Embedded local feature selection within mixture of experts

•We study the classification technique called mixture of experts.•Mixture of experts has serious difficulties with high dimensional datasets.•We derive an embedded feature selection within mixture of experts.•Our technique overcomes the mixture of experts in terms of accuracy.•Our technique recovers relevant according to experiments in artificial datasets.
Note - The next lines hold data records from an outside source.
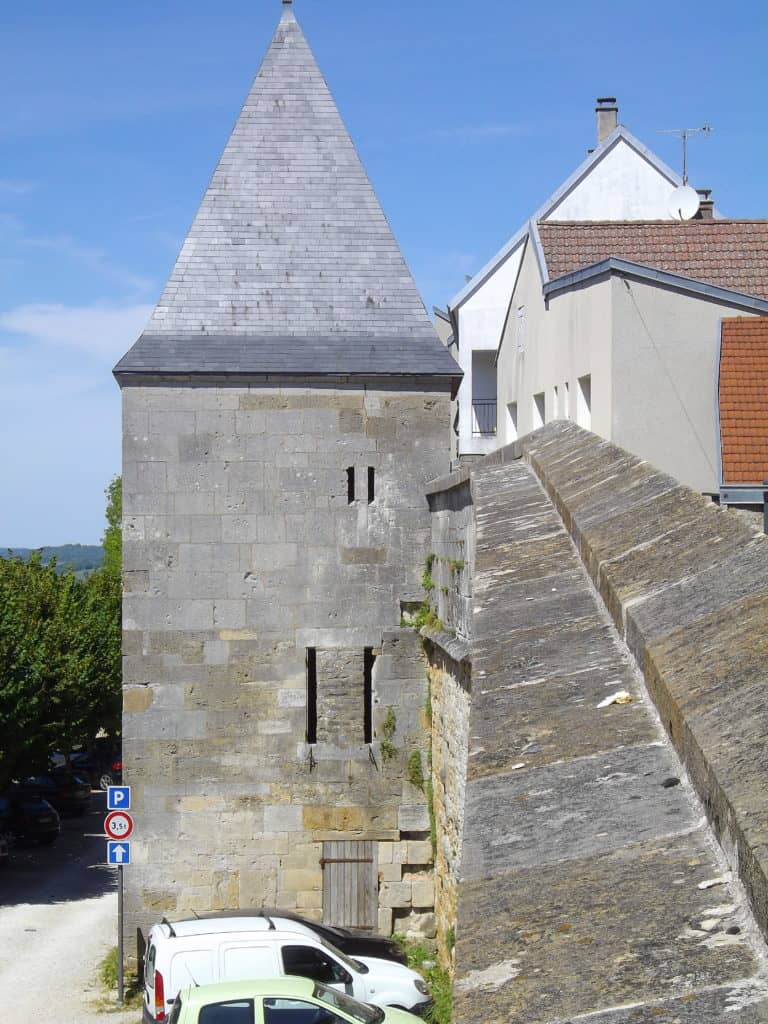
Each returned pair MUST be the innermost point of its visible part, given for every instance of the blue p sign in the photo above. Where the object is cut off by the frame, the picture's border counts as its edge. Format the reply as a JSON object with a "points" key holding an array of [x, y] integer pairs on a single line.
{"points": [[119, 798]]}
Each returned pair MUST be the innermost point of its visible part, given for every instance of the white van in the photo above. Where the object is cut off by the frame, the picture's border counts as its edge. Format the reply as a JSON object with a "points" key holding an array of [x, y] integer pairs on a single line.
{"points": [[200, 951]]}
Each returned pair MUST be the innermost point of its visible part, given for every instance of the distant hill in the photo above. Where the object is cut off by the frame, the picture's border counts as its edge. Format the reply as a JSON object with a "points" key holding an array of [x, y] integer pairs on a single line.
{"points": [[82, 557]]}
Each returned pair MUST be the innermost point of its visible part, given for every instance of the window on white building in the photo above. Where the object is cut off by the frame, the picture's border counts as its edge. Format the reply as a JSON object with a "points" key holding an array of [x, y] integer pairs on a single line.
{"points": [[512, 421], [521, 329], [539, 411], [584, 401]]}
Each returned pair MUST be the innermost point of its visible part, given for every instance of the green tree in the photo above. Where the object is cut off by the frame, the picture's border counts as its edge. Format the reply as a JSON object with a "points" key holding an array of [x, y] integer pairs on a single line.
{"points": [[112, 541], [59, 654]]}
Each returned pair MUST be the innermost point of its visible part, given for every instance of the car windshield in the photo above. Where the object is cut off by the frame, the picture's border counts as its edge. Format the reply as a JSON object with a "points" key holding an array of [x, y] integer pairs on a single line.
{"points": [[348, 962], [340, 1000]]}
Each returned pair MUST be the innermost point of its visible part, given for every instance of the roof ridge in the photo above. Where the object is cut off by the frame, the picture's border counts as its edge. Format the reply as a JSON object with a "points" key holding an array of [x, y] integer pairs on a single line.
{"points": [[723, 221]]}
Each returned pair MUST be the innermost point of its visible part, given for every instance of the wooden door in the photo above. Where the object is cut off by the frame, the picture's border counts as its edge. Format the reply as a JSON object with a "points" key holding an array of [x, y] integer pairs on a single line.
{"points": [[350, 884]]}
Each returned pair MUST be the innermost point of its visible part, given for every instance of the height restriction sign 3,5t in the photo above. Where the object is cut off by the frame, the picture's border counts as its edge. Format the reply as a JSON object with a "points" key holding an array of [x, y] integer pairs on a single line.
{"points": [[119, 824]]}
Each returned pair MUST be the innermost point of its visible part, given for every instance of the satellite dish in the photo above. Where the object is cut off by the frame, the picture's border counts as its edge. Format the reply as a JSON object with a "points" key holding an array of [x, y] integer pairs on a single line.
{"points": [[683, 204]]}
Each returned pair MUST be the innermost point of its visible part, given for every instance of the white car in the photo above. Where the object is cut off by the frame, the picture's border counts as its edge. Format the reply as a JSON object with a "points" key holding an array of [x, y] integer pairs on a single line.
{"points": [[180, 953]]}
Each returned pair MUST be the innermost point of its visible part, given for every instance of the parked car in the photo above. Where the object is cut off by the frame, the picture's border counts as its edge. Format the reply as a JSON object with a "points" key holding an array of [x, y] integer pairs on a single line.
{"points": [[102, 765], [69, 793], [351, 943], [280, 1000], [26, 817], [248, 948]]}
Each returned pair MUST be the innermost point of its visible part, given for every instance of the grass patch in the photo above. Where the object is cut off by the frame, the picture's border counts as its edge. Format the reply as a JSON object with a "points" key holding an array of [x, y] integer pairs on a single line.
{"points": [[108, 975], [423, 960], [388, 750], [416, 771]]}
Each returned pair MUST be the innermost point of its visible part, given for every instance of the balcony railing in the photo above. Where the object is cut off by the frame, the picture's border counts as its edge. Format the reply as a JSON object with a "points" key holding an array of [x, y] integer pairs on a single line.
{"points": [[483, 418]]}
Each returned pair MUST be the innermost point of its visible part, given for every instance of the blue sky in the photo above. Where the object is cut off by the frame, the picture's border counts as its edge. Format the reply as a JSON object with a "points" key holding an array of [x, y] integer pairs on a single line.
{"points": [[467, 116]]}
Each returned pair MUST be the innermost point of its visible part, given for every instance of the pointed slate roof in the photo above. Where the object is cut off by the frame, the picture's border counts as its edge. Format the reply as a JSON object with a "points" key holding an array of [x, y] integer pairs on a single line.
{"points": [[290, 265]]}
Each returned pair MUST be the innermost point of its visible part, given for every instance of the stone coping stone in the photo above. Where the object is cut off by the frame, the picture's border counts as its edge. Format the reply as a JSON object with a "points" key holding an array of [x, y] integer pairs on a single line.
{"points": [[456, 647], [744, 1003], [576, 937]]}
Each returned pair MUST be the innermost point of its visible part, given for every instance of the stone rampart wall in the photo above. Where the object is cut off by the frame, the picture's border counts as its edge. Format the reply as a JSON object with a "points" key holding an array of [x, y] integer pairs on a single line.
{"points": [[686, 585]]}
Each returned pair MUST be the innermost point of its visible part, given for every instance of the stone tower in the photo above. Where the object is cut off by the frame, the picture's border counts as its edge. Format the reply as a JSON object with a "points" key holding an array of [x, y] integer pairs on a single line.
{"points": [[283, 410]]}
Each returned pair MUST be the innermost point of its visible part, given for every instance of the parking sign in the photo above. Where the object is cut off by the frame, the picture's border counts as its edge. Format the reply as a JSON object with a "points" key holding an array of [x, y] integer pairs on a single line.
{"points": [[119, 798]]}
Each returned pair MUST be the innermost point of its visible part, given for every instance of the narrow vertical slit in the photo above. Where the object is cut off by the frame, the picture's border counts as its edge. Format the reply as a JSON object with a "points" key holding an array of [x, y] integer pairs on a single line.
{"points": [[311, 695], [368, 683]]}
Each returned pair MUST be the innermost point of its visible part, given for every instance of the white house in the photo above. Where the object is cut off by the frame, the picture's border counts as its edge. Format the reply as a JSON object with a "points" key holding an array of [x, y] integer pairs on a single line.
{"points": [[622, 333], [621, 179]]}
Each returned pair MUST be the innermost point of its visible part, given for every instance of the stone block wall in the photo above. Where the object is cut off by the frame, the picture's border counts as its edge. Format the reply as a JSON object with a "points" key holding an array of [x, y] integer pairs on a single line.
{"points": [[242, 550]]}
A useful strategy to deal with complex classification scenarios is the “divide and conquer” approach. The mixture of experts (MoE) technique makes use of this strategy by jointly training a set of classifiers, or experts, that are specialized in different regions of the input space. A global model, or gate function, complements the experts by learning a function that weighs their relevance in different parts of the input space. Local feature selection appears as an attractive alternative to improve the specialization of experts and gate function, particularly, in the case of high dimensional data. In general, subsets of dimensions, or subspaces, are usually more appropriate to classify instances located in different regions of the input space. Accordingly, this work contributes with a regularized variant of MoE that incorporates an embedded process for local feature selection using L1L1 regularization. Experiments using artificial and real-world datasets provide evidence that the proposed method improves the classical MoE technique, in terms of accuracy and sparseness of the solution. Furthermore, our results indicate that the advantages of the proposed technique increase with the dimensionality of the data.